Further Explorations in Calorie Restriction
Once money starts flowing into a field, as it has been for the study of the longevity and health benefits of calorie restriction in the past couple of years, you'll find a contingent working on advancing knowledge by mapping those parts of the problem space not yet paved and built up. I thought I'd point out a couple of recent papers that take a short term study approach by examining the effects of calorie restriction of different dietary components on mitochondrial metabolism. Given the link between mitochondrial free radical generation, cellular damage and degenerative aging, this might be a helpful proxy for effects on long term health and longevity.
Many previous investigations have consistently reported that caloric restriction (40%), which increases maximum longevity, decreases mitochondrial reactive species (ROS) generation and oxidative damage to mitochondrial DNA (mtDNA) in laboratory rodents. These decreases take place in rat liver after only seven weeks of caloric restriction. Moreover, it has been found that seven weeks of 40% protein restriction, independently of caloric restriction, also decrease these two parameters, whereas they are not changed after seven weeks of 40% lipid restriction. This is interesting since it is known that protein restriction can extend longevity in rodents, whereas lipid restriction does not have such effect. However, before concluding that the ameliorating effects of caloric restriction on mitochondrial oxidative stress are due to restriction in protein intake, studies on the third energetic component of the diet, carbohydrates, are needed.

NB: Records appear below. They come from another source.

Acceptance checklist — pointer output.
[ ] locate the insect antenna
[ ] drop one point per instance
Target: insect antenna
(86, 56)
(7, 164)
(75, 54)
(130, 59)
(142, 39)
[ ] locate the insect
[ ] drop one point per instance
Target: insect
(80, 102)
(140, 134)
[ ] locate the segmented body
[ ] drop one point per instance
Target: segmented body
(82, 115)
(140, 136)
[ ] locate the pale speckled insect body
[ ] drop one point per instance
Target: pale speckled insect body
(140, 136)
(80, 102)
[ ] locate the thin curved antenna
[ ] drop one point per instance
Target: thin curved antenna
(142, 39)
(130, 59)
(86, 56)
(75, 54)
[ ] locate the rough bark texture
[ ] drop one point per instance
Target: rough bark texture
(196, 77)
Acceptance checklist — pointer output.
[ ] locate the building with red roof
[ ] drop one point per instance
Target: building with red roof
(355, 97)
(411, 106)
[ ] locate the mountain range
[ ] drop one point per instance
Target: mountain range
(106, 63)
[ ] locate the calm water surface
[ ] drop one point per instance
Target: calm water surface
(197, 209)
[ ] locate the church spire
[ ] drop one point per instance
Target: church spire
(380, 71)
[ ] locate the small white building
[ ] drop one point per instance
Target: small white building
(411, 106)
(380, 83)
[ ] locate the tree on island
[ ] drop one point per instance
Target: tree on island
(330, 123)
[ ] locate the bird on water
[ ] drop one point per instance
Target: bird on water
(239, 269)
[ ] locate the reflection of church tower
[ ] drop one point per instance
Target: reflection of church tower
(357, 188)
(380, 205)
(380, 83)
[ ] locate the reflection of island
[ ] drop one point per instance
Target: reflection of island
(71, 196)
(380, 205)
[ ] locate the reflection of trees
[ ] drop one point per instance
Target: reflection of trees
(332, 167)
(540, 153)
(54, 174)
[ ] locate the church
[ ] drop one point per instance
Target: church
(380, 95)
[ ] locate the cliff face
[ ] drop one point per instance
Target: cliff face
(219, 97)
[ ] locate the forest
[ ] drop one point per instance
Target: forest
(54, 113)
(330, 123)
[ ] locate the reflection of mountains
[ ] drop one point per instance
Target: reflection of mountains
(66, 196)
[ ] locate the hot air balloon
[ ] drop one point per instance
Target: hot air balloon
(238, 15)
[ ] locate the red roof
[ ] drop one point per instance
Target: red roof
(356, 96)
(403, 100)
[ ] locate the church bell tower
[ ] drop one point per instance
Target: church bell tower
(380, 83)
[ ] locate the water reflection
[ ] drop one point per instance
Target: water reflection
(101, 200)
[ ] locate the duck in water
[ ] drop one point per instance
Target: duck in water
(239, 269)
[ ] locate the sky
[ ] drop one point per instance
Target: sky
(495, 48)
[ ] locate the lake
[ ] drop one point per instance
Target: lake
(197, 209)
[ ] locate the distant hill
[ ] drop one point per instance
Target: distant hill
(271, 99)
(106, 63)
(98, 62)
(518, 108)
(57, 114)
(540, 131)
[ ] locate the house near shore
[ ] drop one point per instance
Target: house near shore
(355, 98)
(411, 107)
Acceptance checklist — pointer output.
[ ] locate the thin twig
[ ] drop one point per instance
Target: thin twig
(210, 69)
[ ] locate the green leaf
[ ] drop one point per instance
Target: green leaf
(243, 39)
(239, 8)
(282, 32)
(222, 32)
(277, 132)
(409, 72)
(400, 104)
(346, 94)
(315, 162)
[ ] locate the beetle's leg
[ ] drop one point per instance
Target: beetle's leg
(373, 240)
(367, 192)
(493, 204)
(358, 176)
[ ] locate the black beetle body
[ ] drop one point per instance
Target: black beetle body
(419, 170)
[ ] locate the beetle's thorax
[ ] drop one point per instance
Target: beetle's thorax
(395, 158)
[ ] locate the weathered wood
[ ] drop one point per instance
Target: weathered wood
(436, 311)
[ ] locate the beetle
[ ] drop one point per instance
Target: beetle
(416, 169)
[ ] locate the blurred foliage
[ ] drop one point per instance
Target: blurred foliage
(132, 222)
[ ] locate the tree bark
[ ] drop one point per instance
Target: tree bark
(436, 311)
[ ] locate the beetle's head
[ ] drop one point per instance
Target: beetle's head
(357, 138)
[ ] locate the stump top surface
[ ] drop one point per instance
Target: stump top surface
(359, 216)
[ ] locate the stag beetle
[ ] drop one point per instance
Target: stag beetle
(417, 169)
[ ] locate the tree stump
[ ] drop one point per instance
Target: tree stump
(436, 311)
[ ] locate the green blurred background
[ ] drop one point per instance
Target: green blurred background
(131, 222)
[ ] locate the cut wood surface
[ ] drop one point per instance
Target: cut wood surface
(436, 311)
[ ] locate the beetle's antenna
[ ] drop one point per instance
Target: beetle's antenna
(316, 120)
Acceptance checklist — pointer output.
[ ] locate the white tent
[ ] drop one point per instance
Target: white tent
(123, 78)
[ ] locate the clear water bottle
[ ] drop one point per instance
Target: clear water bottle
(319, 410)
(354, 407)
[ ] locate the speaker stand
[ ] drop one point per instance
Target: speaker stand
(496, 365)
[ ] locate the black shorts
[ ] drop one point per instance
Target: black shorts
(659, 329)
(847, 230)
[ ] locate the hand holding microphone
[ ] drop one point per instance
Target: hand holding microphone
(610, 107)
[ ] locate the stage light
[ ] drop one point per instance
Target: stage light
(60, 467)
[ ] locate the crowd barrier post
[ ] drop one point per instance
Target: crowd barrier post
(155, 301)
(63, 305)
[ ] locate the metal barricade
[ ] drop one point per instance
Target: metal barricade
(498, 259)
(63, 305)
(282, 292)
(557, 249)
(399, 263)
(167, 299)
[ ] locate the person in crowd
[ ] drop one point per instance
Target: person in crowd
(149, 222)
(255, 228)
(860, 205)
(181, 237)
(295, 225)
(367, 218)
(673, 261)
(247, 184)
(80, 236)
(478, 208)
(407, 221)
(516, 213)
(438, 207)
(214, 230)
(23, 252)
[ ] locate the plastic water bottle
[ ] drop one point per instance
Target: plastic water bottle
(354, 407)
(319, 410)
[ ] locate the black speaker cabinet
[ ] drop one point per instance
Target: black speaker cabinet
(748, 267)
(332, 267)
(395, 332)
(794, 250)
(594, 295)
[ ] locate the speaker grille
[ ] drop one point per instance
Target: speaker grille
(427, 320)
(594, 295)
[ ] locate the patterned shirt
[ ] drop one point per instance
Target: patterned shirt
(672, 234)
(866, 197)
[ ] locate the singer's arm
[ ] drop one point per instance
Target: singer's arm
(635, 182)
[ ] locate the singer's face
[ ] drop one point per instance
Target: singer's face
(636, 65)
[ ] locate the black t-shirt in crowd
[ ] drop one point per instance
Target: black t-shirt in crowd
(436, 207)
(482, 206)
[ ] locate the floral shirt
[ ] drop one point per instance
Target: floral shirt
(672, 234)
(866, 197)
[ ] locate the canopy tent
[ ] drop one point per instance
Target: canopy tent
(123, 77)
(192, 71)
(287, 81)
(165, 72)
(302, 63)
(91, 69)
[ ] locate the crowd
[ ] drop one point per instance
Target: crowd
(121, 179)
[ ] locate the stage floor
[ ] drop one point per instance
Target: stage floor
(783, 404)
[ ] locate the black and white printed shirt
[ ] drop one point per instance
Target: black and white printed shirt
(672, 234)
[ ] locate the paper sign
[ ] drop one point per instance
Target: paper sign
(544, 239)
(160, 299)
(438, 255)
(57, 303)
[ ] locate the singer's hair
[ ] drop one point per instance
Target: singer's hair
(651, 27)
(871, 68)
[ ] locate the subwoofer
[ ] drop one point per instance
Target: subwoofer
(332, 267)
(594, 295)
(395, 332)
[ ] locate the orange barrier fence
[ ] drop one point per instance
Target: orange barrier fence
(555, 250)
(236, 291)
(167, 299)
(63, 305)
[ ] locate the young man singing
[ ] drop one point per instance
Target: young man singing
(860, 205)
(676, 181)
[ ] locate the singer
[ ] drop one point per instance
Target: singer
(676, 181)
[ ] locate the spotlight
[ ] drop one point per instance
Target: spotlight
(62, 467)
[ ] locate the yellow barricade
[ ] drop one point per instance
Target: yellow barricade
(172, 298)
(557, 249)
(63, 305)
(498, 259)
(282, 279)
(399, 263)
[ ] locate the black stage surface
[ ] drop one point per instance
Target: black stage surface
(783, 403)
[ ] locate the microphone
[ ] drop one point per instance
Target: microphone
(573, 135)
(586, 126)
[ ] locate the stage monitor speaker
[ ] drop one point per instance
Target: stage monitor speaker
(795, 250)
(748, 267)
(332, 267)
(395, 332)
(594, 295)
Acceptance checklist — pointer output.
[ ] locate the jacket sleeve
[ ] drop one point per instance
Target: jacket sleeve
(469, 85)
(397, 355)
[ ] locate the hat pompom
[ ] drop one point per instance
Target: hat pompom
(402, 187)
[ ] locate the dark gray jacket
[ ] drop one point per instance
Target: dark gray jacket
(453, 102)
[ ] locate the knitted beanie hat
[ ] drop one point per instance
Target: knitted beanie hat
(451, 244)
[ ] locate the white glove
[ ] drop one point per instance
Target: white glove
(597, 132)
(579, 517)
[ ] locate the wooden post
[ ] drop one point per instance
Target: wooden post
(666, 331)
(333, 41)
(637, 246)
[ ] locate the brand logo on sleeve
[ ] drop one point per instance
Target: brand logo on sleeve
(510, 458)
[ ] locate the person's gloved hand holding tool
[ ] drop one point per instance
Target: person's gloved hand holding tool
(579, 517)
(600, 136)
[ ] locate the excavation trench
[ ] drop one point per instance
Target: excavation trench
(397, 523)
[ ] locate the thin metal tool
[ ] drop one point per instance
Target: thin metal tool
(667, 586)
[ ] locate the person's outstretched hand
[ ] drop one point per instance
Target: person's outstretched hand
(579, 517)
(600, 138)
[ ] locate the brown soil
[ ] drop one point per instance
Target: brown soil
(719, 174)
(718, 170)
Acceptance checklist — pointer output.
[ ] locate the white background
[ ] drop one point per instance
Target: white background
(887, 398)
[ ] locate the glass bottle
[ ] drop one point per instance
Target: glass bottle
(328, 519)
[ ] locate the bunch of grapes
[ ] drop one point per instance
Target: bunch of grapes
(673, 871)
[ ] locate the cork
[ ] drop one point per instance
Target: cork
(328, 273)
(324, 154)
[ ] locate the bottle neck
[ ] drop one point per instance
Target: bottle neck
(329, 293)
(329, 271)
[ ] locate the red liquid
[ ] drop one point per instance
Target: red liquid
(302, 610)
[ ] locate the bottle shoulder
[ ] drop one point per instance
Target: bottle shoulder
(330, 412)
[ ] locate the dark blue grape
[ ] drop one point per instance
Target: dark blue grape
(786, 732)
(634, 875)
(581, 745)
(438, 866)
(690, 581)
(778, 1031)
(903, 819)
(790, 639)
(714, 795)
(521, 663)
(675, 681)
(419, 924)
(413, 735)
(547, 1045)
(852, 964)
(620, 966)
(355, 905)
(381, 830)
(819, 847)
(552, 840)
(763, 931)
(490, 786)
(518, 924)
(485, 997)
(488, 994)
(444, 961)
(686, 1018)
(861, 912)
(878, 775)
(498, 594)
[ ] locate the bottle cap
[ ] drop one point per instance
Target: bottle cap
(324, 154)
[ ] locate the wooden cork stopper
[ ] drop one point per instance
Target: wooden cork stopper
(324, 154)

Not all dietary components are equal - some are a good deal more equal than others, it seems. Research into protein restriction has been going on for a while, but there's no such thing as too much supporting evidence. This next study heads off in the other direction, however, in search of benefits obtained without restricting protein:
Caloric restriction (CR) delays the onset of age-related mitochondrial abnormalities but does not prevent the decline in ATP production needed to sustain muscle protein fractional synthesis rate (FSR) and contractile activity. We hypothesized that improving mitochondrial activity and FSR using a CR diet with maintained protein intakes could enhance myofibrillar protein FSR and consequently improve muscle strength in aging rats. Wistar rats (21 months old) were fed either an ad libitum (AL), 40% protein-energy restricted (PER) or 40% AL-isonitrogenous energy restricted (ER) diet for 5 months....
the synergistic effects of CR with maintained protein intake may help to limit the progression of sarcopenia by optimizing the turnover rates and functions of major proteins in skeletal muscle.
People like optimizing complex things - such as metabolic processes that contribute to longevity and health. Enjoyment of this sort of activity is hardwired into us; a very necessary part of our success story as individuals and as a species. Long after aging has been defeated through the application of advanced technology, there will be communities that optimize baseline human metabolism for fun.
But today, it's something of a distraction - there are better initiatives we could be advancing with these resources, so as to more rapidly and effectively defeat aging. You can't get to the finish line by manipulating metabolism; all you can do is buy a little more time. But if you spent all your efforts on that, what time is left to really work on the defeat of aging?
Technorati tags: calorie restriction, medical research
This is your argument over and over. People
are wasting their time b/c they are not working
on what you think is best.
The reality is way more complex than you suggest.
CR study will lead to understanding of the genes
involved in longevity. This may lead to understanding of repair mechanisms for Mi-DNA,
which gets back to the type of research you prefer. In other words, they're not distinct.
Then there's the fact that the delay of a decade
is not really a decade of lost time. What will
be able to be accomplished 10 years from now
per unit of time will be dramatically increased
from today.
It's not as simple as you're boiling it down to.
And it's not a waste of time either.
I'm not suggesting that any of this is a waste of time. I'm suggesting it's too slow and low-yield in comparison to other methods. It's a utility argument.
On a timescale of a couple of decades, as I've argued in the past, you can't benefit greatly from accelerating change in research capabilities. The human processes of funding and organization - and thus the business cycles of commercialization - are incompressible below a certain level while people are still people.
Ten years spend working on X followed by 10 years working on Y is most certainly not going to lead to result Y twenty years from now, if result Y requires twenty years of work now. The science component of that work is somewhat small compared to the regulatory and commercial side.
Many millions will suffer and die unnecessarily over the next few decades if we are complacent about steering research into the most effective way forward.